What is wrong with SharePoint?

And what it will take to fix it


It seems like Microsoft is on a roll with SharePoint. Organisations are casting out their old web content platforms and moving onto it in droves.

Anyone who has had to implement, work with or evaluate the product against the competition knows that this is not necessarily indicative of it being the perfect product.

However, the Microsoft sales team should clearly be applauded, along with Microsoft’s rather lacklustre enterprise competitors and a feeding frenzy of consultants.

Total cost of ownership

The most quoted benefit of SharePoint is the low per user license fee and ability to only train users on one consistent user experience.

For medium sized businesses, and even many large organisations though — these benefits are not enough to cover the flaws related to total cost of ownership, the need to acquire many add-ons solutions and the lack of usability against peers in any specific area of functionality.

Gartner, 2014

In terms of cost, the 2012 SharePoint Census told us that per-user costs over and above licensing were up to US$48.47.

The general track record is that there is $8 spent for every $1 in license fees from Microsoft.

Whilst Office365 reduces support costs for service management technical resources, it does not remove the need for SharePoint specialists to support and manage features.

Feature quality

Office365 SharePoint Site — when adding an App

Everything is reduced to a web component, a list and actions on a list. It all feels horribly like the days when everyone built applications in Microsoft Access databases to run their business — only this time, hurrah, it’s on a web browser. In fact, you can import your access database in SharePoint if you want.

Microsoft Sharepoint Wiki Site

Compounding this problem is Microsoft’s addiction to tick the box approach to product development. Any evaluation of any specific out-of-the-box feature would place it near the bottom of it’s best of breed competitors.
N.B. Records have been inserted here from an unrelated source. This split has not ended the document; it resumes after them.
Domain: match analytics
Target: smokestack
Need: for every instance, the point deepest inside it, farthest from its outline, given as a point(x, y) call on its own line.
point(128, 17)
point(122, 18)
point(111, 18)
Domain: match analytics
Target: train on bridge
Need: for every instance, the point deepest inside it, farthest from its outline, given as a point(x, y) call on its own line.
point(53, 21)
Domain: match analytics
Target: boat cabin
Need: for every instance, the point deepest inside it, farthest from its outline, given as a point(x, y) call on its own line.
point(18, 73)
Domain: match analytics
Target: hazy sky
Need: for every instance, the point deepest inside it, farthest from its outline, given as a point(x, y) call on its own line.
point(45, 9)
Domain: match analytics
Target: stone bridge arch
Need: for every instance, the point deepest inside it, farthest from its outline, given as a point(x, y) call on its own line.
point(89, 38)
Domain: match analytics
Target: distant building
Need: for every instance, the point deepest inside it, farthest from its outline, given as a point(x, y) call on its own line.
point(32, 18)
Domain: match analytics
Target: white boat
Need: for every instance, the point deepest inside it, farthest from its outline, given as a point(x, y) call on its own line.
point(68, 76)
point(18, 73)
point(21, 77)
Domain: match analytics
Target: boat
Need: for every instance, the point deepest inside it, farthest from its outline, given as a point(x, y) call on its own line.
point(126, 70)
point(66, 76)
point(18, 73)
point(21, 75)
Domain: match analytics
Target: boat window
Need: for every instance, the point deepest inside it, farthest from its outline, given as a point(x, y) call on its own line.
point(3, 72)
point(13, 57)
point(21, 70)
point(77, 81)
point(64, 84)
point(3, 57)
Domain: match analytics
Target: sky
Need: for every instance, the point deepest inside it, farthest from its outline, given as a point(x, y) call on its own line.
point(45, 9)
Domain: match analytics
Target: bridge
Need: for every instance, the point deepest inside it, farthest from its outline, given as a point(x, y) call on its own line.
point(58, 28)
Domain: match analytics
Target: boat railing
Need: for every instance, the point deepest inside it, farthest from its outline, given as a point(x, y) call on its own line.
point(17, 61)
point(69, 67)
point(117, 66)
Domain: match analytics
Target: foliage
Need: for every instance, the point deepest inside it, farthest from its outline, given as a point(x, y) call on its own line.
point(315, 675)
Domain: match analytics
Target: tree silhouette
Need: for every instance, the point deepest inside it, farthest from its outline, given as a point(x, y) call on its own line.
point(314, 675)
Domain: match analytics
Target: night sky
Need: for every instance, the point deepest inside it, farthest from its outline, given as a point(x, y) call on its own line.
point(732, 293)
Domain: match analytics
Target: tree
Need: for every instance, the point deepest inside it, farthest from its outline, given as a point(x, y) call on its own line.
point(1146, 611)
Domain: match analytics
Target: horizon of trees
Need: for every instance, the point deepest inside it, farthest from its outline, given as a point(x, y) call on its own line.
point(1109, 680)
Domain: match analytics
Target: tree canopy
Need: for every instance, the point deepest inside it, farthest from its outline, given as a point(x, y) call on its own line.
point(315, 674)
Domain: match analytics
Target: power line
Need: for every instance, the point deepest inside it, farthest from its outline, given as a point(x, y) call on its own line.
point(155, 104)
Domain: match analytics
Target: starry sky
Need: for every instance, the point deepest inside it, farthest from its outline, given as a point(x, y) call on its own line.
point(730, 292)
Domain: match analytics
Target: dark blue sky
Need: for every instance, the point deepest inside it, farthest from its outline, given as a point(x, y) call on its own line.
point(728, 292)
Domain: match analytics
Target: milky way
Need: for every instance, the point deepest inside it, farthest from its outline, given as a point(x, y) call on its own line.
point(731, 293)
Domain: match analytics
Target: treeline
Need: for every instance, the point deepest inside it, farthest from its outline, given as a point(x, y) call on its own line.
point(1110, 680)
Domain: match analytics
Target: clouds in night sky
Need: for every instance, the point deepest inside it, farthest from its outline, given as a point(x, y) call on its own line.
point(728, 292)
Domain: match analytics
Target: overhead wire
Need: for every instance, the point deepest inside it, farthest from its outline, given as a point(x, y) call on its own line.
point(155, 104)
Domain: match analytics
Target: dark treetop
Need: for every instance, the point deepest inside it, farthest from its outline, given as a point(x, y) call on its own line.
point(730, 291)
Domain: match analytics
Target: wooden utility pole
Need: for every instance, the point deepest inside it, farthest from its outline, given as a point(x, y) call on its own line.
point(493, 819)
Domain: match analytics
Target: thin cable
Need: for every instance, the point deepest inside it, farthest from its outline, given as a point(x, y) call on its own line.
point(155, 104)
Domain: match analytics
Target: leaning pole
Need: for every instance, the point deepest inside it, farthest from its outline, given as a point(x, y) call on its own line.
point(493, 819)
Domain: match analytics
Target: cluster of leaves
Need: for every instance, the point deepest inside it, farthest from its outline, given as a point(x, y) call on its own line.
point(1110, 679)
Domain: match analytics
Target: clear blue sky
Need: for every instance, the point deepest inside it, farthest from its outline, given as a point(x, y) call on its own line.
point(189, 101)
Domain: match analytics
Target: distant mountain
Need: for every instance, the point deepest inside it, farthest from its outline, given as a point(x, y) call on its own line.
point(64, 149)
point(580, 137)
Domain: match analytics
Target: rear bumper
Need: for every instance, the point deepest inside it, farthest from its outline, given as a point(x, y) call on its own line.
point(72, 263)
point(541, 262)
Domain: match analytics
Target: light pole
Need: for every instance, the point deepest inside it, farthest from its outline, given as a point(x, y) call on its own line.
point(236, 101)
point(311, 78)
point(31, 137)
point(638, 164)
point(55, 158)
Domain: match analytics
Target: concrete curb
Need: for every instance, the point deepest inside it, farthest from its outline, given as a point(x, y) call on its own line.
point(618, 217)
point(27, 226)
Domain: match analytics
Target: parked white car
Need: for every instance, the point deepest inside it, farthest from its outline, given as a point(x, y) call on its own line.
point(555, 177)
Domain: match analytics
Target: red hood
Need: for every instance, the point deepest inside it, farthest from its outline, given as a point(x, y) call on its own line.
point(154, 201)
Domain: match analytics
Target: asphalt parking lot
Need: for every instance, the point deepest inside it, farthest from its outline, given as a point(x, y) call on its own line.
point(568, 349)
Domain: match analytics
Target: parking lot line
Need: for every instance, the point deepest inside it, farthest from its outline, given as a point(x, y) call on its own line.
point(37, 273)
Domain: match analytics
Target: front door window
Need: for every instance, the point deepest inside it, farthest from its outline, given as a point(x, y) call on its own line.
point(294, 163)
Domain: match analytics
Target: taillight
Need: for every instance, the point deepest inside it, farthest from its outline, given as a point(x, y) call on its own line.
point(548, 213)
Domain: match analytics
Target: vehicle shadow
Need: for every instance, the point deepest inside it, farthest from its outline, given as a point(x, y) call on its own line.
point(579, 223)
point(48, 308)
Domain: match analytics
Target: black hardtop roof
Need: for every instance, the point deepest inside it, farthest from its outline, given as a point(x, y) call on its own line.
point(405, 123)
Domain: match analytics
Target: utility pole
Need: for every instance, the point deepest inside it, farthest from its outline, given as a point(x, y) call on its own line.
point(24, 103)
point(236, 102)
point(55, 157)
Take their Wiki. If you compare it head to head against an Atlassian Confluence it is like comparing a sleek SUV with a old rickshaw. The same is true of task management, file synchronisation, team collaboration and just about every other so-called app that they offer.

The all-you-can-eat sales story is attractive for executives and IT Architects. Only after they have committed to Microsoft and start hunting around for users to they discover they need to start ramping up custom development and buying additional solutions to satisfy the needs of the business.

Eventually we all know they will end up with a very expensive, monolithic application environment.

The future legacy software that we will all spend lot’s of time decommissioning. Anyone who has seen what happened to Lotus Notes knows how this ends.

The success of mobile platform app stores have demonstrated that unique user experiences are much more important than homogeneity. Users have no problem adapting to innovative and different ways of working across their preferred applications.

If your organisations presumes to force feed staff a diet of sameness, I suspect they will start to lose out to competitors taking advantage of a thriving ecosystem of applications whose owners are too passionate about a great user experience to build upon the SharePoint platform.

What will it take to fix Microsoft SharePoint?

Without being religious I think that SharePoint in its current form needs to go on a very big diet. Perhaps even be sent to the product grave yard.

In it’s place Microsoft has the opportunity to build a best in class email platform, identity, document storage service and social graph that can be utilised individually or as a group.

Suddenly customers will start seeing other enterprise applications, regardless of platform offering these Microsoft services on any platform and in any context. Developers will be free to tailor their application to the unique context of the job their users are trying to do.

The new leadership at Microsoft appear to recognise this and are opening out to new platforms and heavily investing in the services and API’s around Office365 and Azure.

It is clear the new guard recognise the threat of other players becoming the dominant integration partner of all leading best of breed applications.

Rather than force companies to build within SharePoint, the future will be Microsoft embedding it’s core services everywhere.

This will likely be the future. My view — don’t waste money on the past.